A conversation set Tony Kushner's imagination on fire eight years ago. The result: a fevered, resplendent, theatrical collage that attempts to make sense out of the past fifteen splintered years. The greatest play of our time? See it and decide for yourself.
Another limited run prevents me from reviewing a play I nonetheless plan to see, Jelly's Last Jam. Written and directed by George C. Wolfe, producer of the New York Shakespeare Festival and director of the Broadway version of Angels in America, it opens at the Broward Center for the Performing Arts in Fort Lauderdale, running from April 4 to April 16. Wolfe uses the biography of Jelly Roll Morton, the self-proclaimed inventor of jazz who denied his black roots by claiming he was pure Creole, to explore larger issues of African-American identity and culture. In a take on Dickens's A Christmas Carol, "Chimney Man" visits Morton on the eve of his death and escorts the jazz great on an unsparing tour of his life, from his professional triumphs through his less-than-exemplary personal life.
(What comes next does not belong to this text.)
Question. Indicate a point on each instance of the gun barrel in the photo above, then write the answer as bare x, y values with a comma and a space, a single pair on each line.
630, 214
Combining New Orleans jazz, tap dancing, and Broadway choreography, Jelly's Last Jam boasts an outstanding cast, including Maurice Hines, Savion Glover (who originated the role of young Jelly on Broadway), and Freda Payne, best known for her 1970 megahit "Band of Gold." Evening performances run Tuesday through Saturday at 8:00, with matinees Wednesday, Saturday, and Sunday at 2:00. Call 462-0222 for information.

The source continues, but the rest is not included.